Contrast trim and minimal silhouettes: clean lines with an edge

This is the quietest trend on the list — which probably makes it the most wearable. Harper's Bazaar's June 2026 round-up opened with contrast-trimmed swimwear as its lead minimalist direction: "solid-colored one-pieces and bikinis feel fresh again, thanks to details like contrasting trims, graphic piping, and subtle color-blocking."3 That framing is accurate. The contrast-trim one-piece is basically the same silhouette that has existed for decades, upgraded with a single deliberate detail — a white edge on a black suit, a terracotta band on a cream top — that signals intentionality without requiring a print or pattern.
Hailey Bieber's Calzedonia campaign, released in May, illustrated exactly this: a butter-yellow triangle bikini with black piping and a nude sequin set.4 Both styles are still in Calzedonia's current inventory.
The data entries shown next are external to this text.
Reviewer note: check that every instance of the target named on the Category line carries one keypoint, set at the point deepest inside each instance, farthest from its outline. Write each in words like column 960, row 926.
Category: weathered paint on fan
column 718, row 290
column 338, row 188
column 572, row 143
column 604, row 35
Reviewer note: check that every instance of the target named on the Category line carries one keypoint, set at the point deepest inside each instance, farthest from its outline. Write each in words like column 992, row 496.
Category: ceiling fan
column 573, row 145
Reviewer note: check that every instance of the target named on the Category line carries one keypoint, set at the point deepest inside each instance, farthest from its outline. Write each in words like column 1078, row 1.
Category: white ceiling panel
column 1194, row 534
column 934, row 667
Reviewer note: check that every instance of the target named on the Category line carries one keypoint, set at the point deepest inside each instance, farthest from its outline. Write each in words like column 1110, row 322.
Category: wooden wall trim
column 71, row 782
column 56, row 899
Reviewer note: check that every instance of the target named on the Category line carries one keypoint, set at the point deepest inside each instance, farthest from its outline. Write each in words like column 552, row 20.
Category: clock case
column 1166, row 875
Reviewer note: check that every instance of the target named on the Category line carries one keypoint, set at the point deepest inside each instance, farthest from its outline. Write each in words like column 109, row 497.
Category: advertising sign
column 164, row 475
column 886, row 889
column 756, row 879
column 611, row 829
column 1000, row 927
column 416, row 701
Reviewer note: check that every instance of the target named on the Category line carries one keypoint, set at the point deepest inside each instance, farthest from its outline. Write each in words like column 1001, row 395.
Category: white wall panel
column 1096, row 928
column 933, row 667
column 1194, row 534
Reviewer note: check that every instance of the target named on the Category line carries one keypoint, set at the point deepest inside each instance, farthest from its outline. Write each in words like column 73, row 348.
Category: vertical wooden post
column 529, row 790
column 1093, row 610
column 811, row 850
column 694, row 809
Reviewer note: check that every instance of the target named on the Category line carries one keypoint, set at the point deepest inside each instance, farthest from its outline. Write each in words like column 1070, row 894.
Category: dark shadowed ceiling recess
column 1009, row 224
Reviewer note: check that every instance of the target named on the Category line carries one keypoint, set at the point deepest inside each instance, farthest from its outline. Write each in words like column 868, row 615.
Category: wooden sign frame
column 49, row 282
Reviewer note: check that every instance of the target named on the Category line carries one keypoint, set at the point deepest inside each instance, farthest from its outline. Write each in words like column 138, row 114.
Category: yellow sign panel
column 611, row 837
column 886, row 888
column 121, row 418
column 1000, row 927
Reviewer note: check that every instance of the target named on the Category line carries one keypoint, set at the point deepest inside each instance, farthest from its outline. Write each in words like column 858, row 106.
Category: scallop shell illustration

Her stated philosophy — "the fit is the most important part. Fit is everything" — is the practical argument for this trend: a well-cut contrast-trim suit flatters because the trim draws the eye to the silhouette, not to the person inside it.
The scoop-neck top variant is worth flagging separately. Who What Wear noted in late May that scoop-neck bikini tops are "the chic, minimalist swimwear trend defining summer style right now" — the higher neckline provides more coverage without sacrificing the two-piece format.5
Entry pick: COS Contrast-Trimmed Triangle Bikini Top ($45) and Tie-Side Briefs ($39, cos.com) — a brown-terracotta set that's clean and earthy. Mid-range pick: Calzedonia Triangle Swimsuit Top Bicolor Piping ($65, calzedonia.com) — the exact style from the Hailey Bieber campaign. Aspirational pick: Johanna Ortiz Salt and Saddle Halter-Neck Swimsuit ($350, Mytheresa) — the elevated end, with an architectural halter neck and contrasting edge.

The five trends above are all shoppable now — Miami Swim Week collections began arriving in stores from early June.